Todas as cidades têm seus recantos curiosos, e no Rio de Janeiro um de meus preferidos é a Ladeira que Leva a Lugar Nenhum. Ela fica perto de meu trabalho, e volta e meio passo em frente e fico imaginando se vale a pena subir. Quem sabe, penso eu, lá não existe Algum Lugar?
Ela é o único trecho remanescente do Morro do Castelo, demolido em 1922 para permitir a expansão do centro do Rio. Isso mesmo, demolido. Falar na demolição de um morro é muito estranho em nossos dias, quando mais do que nunca as pessoas estão atentas à preservação dos bens naturais, mas na época ninguém se preocupava muito com isso.
As razões alegadas para sua demolição foram que aquela região havia se transformado num amontoado de ruelas e casebres insalubres, e que o morro impedia a circulação de ar e o crescimento da cidade. Difícil de acreditar.

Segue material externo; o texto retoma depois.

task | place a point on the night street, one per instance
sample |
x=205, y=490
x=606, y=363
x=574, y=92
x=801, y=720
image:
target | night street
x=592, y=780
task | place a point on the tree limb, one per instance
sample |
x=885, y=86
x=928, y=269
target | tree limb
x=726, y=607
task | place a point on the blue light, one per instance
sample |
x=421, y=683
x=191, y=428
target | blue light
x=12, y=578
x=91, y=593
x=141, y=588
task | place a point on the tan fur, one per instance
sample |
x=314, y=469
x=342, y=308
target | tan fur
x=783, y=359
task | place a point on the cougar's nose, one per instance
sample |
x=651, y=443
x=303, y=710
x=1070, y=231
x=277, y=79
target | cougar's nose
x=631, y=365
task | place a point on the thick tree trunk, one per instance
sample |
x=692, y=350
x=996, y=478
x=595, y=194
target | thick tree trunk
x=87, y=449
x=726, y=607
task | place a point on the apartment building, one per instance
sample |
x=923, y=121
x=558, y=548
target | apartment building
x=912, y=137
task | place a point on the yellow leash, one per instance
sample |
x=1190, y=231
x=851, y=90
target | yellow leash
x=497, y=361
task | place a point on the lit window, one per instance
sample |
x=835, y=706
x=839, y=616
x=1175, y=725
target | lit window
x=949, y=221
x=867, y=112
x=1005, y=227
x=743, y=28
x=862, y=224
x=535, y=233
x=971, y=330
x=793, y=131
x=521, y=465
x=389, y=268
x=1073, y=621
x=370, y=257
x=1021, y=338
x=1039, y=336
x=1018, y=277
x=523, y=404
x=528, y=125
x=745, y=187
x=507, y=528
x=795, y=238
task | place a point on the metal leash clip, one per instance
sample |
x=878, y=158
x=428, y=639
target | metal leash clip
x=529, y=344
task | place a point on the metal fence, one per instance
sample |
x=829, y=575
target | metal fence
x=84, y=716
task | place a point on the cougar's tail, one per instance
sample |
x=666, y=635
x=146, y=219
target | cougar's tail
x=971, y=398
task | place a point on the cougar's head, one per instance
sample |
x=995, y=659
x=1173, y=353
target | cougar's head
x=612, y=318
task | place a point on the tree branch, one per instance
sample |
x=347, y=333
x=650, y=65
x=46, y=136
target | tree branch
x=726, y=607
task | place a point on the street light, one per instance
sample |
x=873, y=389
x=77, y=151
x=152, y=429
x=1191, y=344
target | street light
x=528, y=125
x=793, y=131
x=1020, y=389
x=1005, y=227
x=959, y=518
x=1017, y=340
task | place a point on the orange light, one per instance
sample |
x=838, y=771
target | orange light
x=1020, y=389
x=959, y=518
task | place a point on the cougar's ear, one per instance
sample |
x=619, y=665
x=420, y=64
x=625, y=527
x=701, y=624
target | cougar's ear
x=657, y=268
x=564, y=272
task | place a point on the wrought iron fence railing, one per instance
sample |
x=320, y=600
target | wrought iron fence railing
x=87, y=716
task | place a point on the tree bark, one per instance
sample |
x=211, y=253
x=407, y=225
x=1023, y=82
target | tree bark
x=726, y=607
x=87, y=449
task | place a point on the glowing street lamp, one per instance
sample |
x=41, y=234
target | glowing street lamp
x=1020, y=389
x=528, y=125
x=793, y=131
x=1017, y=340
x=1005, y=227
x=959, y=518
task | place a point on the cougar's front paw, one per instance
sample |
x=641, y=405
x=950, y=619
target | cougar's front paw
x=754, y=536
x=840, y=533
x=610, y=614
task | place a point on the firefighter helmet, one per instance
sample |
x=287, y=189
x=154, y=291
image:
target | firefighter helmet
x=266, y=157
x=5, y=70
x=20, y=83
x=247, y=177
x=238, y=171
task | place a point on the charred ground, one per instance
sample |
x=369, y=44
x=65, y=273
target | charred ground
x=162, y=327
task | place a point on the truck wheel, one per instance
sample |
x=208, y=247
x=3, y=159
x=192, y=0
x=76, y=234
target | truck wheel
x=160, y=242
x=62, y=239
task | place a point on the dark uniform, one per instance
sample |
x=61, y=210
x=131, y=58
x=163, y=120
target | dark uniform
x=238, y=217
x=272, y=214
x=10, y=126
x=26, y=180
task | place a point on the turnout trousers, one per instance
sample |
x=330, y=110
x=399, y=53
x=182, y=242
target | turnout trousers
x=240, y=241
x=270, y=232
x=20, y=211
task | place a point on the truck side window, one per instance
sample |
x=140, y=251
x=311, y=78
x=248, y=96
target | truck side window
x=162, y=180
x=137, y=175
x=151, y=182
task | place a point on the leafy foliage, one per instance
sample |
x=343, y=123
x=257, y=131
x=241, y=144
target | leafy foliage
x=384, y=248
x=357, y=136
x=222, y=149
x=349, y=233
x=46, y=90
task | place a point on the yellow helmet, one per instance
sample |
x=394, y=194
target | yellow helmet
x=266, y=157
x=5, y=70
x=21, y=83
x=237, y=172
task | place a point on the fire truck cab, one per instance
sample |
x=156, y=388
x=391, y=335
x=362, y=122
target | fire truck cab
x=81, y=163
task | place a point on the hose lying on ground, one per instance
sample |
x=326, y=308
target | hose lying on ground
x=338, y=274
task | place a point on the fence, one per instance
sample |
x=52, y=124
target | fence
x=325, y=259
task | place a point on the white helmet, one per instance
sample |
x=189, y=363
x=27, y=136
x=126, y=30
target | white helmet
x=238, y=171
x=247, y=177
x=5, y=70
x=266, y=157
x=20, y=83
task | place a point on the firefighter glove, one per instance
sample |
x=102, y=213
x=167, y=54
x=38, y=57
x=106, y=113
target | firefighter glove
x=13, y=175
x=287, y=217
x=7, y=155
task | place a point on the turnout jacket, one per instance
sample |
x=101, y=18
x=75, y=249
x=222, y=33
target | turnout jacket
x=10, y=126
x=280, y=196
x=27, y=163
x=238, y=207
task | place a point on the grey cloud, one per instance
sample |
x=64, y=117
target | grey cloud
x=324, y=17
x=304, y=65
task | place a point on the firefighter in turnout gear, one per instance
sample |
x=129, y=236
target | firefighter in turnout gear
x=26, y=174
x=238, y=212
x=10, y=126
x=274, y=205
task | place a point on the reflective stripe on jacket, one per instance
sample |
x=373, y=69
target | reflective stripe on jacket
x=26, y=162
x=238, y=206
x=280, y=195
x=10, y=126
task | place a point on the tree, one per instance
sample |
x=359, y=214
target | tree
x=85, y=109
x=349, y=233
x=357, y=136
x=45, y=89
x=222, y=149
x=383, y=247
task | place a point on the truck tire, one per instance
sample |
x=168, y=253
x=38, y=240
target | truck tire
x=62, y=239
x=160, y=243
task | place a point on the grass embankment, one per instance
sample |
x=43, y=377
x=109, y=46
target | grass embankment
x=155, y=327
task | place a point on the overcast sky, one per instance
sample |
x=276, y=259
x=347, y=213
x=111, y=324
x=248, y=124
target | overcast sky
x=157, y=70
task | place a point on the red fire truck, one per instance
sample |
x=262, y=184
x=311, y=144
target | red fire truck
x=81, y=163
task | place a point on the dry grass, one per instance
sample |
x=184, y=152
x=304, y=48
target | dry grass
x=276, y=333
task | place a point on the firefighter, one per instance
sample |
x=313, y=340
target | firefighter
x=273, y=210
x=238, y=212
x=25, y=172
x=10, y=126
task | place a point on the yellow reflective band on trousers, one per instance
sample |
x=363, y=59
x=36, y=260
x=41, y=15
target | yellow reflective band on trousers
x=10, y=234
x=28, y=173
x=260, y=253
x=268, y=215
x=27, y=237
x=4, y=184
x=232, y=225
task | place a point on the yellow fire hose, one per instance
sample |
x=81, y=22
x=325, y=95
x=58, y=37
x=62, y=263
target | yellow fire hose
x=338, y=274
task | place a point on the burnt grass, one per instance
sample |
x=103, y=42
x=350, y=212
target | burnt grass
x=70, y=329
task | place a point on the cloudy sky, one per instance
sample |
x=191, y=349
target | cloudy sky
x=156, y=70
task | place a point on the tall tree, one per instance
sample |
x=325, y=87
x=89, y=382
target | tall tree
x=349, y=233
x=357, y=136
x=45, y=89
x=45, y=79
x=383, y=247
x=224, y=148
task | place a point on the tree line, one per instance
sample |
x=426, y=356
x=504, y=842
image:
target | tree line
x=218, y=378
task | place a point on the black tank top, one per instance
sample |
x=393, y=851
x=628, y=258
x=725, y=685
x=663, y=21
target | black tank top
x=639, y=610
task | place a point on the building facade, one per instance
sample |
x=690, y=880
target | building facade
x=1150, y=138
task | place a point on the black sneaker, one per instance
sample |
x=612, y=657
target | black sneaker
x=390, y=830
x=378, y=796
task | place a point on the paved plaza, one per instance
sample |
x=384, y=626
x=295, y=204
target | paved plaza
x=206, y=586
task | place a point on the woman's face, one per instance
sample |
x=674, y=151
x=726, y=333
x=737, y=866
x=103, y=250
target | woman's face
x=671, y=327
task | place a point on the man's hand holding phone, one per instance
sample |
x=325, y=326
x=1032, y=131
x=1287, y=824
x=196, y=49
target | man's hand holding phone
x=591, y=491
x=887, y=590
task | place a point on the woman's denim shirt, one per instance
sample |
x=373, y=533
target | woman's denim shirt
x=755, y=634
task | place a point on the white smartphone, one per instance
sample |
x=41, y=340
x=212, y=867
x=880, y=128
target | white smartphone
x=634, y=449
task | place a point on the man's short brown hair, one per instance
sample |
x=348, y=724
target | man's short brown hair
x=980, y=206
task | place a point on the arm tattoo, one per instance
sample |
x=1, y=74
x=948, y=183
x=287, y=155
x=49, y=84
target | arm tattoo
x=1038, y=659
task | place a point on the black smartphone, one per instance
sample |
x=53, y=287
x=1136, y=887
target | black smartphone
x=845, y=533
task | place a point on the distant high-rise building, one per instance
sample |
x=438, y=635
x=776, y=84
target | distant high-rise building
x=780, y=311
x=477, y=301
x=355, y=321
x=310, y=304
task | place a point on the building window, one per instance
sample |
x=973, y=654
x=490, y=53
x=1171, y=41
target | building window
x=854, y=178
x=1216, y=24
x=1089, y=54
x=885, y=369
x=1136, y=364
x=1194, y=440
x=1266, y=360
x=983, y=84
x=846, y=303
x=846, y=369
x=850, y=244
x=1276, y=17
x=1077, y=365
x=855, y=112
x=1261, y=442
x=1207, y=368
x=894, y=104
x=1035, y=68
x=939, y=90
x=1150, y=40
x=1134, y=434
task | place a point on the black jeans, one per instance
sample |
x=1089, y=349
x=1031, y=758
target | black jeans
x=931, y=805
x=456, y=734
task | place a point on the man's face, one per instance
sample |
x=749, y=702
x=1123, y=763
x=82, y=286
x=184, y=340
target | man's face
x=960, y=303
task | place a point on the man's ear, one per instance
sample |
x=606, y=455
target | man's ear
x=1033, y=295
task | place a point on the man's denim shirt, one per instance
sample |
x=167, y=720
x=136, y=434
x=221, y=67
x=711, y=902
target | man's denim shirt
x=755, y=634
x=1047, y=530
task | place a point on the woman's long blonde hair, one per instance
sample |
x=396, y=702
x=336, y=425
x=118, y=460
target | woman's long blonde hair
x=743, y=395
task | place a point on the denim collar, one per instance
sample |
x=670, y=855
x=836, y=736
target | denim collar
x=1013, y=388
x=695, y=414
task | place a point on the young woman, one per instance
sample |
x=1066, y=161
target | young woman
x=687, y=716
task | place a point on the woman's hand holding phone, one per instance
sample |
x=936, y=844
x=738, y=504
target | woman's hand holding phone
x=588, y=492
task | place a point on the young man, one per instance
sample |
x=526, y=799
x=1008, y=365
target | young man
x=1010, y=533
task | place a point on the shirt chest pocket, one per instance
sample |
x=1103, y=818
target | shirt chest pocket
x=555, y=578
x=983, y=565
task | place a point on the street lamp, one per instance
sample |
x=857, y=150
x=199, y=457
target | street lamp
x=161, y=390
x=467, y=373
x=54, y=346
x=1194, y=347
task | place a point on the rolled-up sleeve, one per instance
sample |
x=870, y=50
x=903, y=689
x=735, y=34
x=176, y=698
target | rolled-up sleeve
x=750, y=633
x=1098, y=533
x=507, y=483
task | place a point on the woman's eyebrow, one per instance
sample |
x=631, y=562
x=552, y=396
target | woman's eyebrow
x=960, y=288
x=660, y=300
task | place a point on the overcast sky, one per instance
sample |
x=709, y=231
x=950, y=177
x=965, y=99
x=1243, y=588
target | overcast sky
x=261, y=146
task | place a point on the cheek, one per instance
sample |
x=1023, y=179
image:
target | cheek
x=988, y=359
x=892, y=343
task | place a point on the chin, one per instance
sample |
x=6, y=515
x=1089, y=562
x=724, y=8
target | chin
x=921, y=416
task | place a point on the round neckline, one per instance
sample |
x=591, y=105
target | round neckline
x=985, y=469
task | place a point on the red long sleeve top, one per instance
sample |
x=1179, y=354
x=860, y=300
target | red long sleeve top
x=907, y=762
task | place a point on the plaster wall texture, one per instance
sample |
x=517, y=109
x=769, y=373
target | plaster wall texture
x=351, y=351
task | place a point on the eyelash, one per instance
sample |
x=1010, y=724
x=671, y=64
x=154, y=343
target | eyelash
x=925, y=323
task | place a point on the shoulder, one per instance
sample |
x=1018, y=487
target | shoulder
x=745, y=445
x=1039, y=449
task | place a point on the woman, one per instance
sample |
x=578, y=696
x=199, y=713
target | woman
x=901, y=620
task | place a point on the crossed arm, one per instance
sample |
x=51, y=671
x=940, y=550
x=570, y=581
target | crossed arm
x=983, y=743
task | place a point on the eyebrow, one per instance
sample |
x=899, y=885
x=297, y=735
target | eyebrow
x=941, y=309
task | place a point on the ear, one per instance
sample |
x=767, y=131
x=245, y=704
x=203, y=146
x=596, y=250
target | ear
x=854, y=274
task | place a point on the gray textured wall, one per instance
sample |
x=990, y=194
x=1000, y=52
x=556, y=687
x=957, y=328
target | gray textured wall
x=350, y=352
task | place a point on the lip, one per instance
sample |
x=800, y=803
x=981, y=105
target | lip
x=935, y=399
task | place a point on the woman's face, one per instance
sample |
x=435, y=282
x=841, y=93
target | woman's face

A cidade do Rio surgiu no Morro do Castelo. Ele foi o local escolhido, na 2ª metade do século XVI, para fundar a nova cidade, e o local escolhido não foi por acaso. Fundar uma povoação no alto de um morro significava deixá-la ao abrigo das investidas dos franceses, que também andavam de olho nestas terras e já tinham dado muito trabalho aos portugueses. No Morro do Castelo foram construídas as principais edificações da nova cidade, incluindo a Casa do Governador, a Casa da Câmara e diversas igrejas.
E qual era o principal acesso ao Morro do Castelo? Ganha um pastel de nata quem descobrir. Sim, era exatamente pela Ladeira que Leva a Lugar Nenhum, que na época levava mesmo a algum lugar, e era conhecida pelo nome de Ladeira da Misericórdia.
A Ladeira da Misericórdia foi a primeira via urbana do Rio de Janeiro, ou em outras palavras, a primeira rua a ser construída na cidade, o que em termos históricos não é pouca coisa. Ainda assim, ninguém se preocupou com isso, o morro foi demolido e a ladeira decepada pela metade, transformando-se numa via que leva a lugar nenhum.
Hoje a ladeira permanece lá, quase esquecida e abandonada, atrás do antigo prédio da Santa Casa, e poucas pessoas que passam em frente desconfiam de seu passado glorioso e de sua importância histórica.
Sempre que passo nesse local paro em frente por alguns instantes, e fico como um maluco olhando para cima, tentando imaginar como seria aquela ladeira em seus tempos de glória, com suas madames perfumadas, escravos carregando cestas na cabeça, oficiais de cavalaria com chapéus emplumados e crianças seminuas brincando pelas ruas.
Dia desses acho vou tomar coragem e subir a Ladeira que Leva a Lugar Nenhum para tentar descobrir o que existe lá em cima. Talvez eu me decepcione e não encontre mesmo nada. Mas se por acaso eu descobrir que ela é na verdade uma Ladeira que Leva a Algum Lugar eu prometo que voltarei para contar.
Não dizem que existem portais que nos levam a lugares do passado? Quem sabe ela não é um deles?